I clicked through to David Chalmers's powerpoint slides on Ontological Indeterminacy yesterday, wondering if I might get a discussion of ontic vagueness. In fact I found something else equally interesting: a discussion of 'deflationary' (=, roughly, Carnapian) views about certain existential questions.
I have a few comments (though NB I have not heard the full talk, so maybe some of these points are addressed there):
1. I'm not sure whether the kind of 'relativism' Chalmers describes should count as deflationary. To say that there are many equally good answers to a question (which I think is the core of the proposed 'relativism') is prima facie different from saying that there is *no* substantial answer to the question (deflationism). To get the latter from the former we seem to need to assume that relativism about answers to a question is incompatible with the thought that the question and its answers are metaphysically substantial.
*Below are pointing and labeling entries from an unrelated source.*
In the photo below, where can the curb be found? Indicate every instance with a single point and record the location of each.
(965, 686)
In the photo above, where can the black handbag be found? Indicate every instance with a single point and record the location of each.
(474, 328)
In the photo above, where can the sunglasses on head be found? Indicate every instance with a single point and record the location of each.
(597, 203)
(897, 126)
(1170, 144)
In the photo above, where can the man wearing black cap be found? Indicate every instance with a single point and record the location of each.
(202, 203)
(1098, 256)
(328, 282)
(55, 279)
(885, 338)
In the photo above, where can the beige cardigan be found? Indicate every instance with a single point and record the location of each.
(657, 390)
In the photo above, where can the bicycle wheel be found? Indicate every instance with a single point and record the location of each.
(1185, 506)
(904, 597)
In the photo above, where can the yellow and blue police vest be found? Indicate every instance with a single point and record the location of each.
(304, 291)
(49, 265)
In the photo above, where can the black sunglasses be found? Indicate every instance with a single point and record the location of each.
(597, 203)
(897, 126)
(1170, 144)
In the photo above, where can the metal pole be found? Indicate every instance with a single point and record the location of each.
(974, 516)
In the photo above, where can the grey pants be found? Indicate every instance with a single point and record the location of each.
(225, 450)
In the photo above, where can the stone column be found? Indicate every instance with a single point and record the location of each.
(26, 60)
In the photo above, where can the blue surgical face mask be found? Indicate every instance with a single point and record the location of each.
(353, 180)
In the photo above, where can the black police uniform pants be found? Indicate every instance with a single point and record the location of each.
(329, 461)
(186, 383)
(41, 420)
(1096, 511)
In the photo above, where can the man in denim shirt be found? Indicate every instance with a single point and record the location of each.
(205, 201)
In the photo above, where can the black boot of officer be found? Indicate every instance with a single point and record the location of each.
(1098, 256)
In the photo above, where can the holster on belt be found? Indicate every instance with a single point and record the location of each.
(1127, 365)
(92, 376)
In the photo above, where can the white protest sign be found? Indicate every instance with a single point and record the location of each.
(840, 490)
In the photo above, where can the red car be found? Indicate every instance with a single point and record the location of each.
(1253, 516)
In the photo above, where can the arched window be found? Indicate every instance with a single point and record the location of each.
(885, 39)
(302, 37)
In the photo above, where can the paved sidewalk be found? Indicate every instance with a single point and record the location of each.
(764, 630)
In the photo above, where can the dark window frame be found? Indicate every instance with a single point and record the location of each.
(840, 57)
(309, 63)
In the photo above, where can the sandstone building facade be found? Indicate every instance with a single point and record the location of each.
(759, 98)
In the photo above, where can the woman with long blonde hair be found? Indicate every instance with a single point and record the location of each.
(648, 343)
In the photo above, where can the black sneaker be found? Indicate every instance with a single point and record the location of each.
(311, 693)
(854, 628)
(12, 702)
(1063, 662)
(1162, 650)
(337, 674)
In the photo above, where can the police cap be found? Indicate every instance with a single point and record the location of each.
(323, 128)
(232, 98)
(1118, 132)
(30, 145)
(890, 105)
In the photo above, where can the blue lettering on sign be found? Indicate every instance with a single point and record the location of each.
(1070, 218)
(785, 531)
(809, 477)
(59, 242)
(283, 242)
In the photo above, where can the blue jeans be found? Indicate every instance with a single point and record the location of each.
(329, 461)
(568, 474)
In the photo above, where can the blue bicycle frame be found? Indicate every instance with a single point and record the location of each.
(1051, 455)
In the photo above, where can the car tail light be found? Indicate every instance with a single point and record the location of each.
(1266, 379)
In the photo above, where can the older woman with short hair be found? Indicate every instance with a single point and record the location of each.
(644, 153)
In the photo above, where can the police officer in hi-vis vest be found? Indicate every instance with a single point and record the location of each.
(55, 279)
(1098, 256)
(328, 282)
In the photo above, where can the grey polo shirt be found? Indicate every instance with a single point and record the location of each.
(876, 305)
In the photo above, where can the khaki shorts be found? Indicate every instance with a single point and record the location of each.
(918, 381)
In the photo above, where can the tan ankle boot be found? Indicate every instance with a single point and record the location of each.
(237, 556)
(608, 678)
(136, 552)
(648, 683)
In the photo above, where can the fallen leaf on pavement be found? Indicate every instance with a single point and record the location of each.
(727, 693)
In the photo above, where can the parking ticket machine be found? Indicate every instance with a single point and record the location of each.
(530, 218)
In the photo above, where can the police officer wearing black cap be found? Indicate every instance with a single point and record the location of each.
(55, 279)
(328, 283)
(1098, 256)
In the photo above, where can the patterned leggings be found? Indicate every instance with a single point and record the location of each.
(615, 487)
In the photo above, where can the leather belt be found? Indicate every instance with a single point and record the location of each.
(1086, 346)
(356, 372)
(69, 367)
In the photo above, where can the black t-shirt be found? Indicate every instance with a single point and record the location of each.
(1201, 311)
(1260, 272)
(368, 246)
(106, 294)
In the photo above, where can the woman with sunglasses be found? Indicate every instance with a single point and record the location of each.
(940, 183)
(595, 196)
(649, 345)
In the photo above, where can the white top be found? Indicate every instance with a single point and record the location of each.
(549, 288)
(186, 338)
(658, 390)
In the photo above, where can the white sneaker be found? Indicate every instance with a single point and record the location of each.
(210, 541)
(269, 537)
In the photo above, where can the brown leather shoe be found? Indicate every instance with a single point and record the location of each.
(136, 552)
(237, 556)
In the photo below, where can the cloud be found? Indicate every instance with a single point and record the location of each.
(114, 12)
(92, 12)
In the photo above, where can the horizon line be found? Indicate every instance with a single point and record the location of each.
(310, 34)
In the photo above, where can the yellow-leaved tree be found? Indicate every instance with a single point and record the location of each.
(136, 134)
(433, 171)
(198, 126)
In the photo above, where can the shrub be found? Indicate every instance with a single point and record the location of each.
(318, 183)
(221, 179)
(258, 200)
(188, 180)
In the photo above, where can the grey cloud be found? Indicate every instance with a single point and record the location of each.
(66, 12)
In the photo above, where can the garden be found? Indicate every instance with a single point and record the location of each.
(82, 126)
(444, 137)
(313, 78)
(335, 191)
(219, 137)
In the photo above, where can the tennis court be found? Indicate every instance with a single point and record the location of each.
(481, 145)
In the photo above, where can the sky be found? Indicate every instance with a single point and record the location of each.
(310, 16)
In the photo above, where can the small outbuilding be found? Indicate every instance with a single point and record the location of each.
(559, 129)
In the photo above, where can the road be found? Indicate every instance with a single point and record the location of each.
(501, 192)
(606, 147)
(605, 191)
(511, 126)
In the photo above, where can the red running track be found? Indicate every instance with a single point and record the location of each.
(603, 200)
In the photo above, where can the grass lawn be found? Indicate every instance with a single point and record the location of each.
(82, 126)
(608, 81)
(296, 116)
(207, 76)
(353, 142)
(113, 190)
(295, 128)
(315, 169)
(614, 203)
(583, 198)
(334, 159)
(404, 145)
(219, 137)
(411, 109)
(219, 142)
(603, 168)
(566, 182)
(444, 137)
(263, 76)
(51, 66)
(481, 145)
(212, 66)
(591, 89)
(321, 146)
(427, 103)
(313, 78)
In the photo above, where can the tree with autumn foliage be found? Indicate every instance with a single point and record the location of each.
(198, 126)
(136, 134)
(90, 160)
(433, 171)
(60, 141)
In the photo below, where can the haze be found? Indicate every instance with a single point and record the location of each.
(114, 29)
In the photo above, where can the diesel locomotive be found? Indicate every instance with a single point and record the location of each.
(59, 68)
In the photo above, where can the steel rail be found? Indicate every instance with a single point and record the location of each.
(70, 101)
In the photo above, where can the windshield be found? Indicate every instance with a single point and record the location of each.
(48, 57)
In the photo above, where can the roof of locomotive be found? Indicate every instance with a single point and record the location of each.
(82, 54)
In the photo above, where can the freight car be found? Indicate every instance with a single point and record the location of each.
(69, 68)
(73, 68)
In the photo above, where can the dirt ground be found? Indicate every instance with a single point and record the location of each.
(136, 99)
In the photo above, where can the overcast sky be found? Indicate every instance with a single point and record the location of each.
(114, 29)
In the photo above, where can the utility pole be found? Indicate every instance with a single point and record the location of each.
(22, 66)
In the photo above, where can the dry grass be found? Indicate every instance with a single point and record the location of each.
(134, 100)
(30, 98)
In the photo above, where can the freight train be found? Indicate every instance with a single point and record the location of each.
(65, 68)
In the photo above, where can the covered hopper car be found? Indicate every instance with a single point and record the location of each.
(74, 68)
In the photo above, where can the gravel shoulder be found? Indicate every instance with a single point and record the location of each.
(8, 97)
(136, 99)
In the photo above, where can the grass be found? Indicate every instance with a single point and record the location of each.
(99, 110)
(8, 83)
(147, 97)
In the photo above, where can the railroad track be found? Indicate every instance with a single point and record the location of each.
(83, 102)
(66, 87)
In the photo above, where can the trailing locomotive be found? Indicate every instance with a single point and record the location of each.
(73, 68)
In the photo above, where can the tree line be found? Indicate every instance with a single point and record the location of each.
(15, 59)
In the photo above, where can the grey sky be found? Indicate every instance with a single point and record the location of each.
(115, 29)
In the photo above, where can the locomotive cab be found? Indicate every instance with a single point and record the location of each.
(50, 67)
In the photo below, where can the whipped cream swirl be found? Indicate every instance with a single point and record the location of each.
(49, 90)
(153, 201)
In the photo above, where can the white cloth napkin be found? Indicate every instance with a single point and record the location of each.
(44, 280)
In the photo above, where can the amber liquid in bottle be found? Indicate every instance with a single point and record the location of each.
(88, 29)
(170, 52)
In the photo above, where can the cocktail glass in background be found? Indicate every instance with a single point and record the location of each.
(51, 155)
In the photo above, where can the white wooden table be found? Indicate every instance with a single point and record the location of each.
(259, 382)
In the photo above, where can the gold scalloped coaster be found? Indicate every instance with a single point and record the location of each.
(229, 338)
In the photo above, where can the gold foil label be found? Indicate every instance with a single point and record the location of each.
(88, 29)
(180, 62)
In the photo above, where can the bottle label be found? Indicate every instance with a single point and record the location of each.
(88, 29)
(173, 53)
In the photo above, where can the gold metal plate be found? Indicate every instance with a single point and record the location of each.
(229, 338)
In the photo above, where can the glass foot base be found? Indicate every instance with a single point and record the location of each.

2. I think substantial ontological existence claims can be what Chalmers calls 'lightweight', i.e. a priori knowable or analytic or something in that area. Which is to say, in effect, that I don't think 'lightweight' (a priori knowable) existential claims need be genuinely lightweight. The envisaged connection between 'lightweightness' and real , metaphysical, lightweightness is, I guess, supposed to be effected by the thought that a priori reflection can only address what Carnap would call 'internal' questions, while genuinely heavyweight ontological questions must be 'external'. But personally (for what it's worth), I think concept-led a priori reflection might well lead to knowledge of substantial conclusions, including existential conclusions. Once we acknowledge that concepts can be grounded - i.e. sensitive to the way the world is in such a way as to make them good epistemic guides to reality - we can think (in Carnapian terms) of frameworks as being selected on more-than-pragmatic grounds, that is, selected for their fit with the world. And then there is no reason to doubt that a priori reflection on concepts within a framework can give us epistemically respectable answers to (what Carnap would have called) external questions.